Project Description • Using existing 802.11 wireless signals it is possible to calculate one’s location without the use of GPS. • The RF Triangulator will use current infrastructures to act as an indoor/outdoor local positioning system • By acquiring signal data from 3 or more wireless access points it will be possible to determine one’s coordinates to within 1 meter.
RF Triangulator Applications: • Our chip can be integrated into handheld computers, watches, or shopping carts for locations ranging from large theme parks to office buildings. • It will be able to quickly provide your current location as well as provide a distance and heading to a future location for path-finding purposes.
Triangulation Process • Our chip will solve for the simultaneous solution of 3 circle equations.
Major Functional Components: • Top 3 / Queue module Gives priority to the top 3 signals based on their Signal-to-Noise Ratios • Lookup Table Module Hard coded data of MAC addresses, X and Y coordinates. • Calc Module Given the coordinates of 3 Access Points and their distance, it will calculate the current position.
Hardware Priority Queuing • Our chip dynamically sorts the three strongest signals in the Top 3 and maintains a queue of four more recently used signals. • Each signal information is the average of the last four received signals from that access point to prevent random noise to interfere with a correct triangulation calculation.

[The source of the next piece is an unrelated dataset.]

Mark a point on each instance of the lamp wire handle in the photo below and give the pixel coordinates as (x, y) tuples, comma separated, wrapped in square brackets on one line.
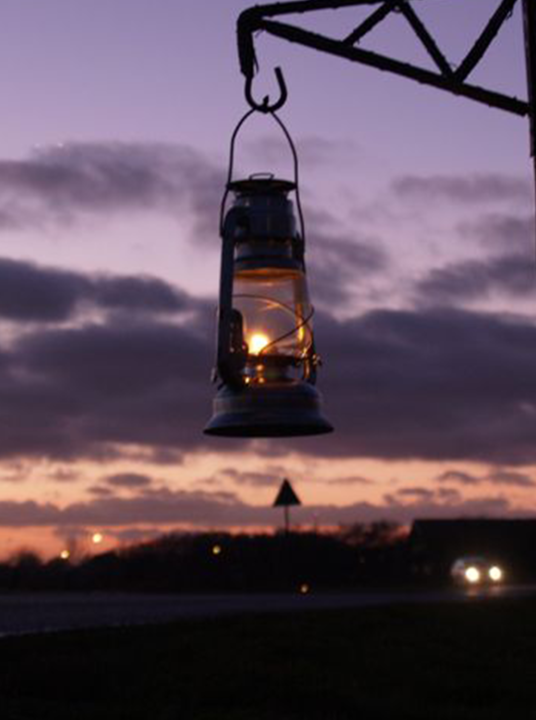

Programmable Memory • An SRAM lookup table stores individual access point data including: MAC address, X and Y coordinates. • Map information can be loaded into memory (off-chip) and as required the chip can load the on-chip SRAM with smaller chunks of map information.
Calc: A Custom Datapath • The calculation requires 1 12-bit FP Multiply/Divider, 2 12-bit FP Adders, 1 12-bit Comparator, 1 Log Shifter. • Entire calculation requires 32 cycles, with up to four mathematical computations per cycle (including data forwarding to save cycles and square root approximation).
Design Process • Original specifications for the chip included 16-bit floating point calculations and a waypoint finder that would calculate distance and direction to your desired location. • Size and complexity constraints reduced floating point numbers to 12-bits and eliminated waypoint calculation.
Road to Verification • Verify Behavior (done) • Verify Logic (done) • Verify Schematic (done) • Verify Layout (in progress) • Verify Timing (in progress)
Specifications • Total: 52,072 transistors* • Top Three: 29,322 trans. • 3 x FPU Add/Sub Units: 4500 trans. • Registers: 16104 trans. • Muxes & Computation: 8718 trans. • Calc: 19,976 trans. • 2 x FPU Add/Sub Unit: 3000 trans. • 1 x FPU Mult/Div Unit: ~5000 trans. • 1 x Shifter: 206 trans. • 1 x Comparator: 800 transistors. • FSM Logic: 1106 transistors • 25 x 12-bit Registers: 6600 trans. total • 8-1,6-1,4-1,2-1 Mux Sets: 3264 trans. total • Lookup: 2,774 trans. • Control Registers & Muxes: 2000 trans. • Control Logic: 163 trans. • Computation: 611 trans. • SRAM: 12k trans. • * count not including SRAM, with SRAM: ~64k • Area: 750x680 square microns • Density: 0.102 trans/sq. micron
Conclusions • Our project turned out to be much bigger than any of us imagined. • Lots of work to do…very little time.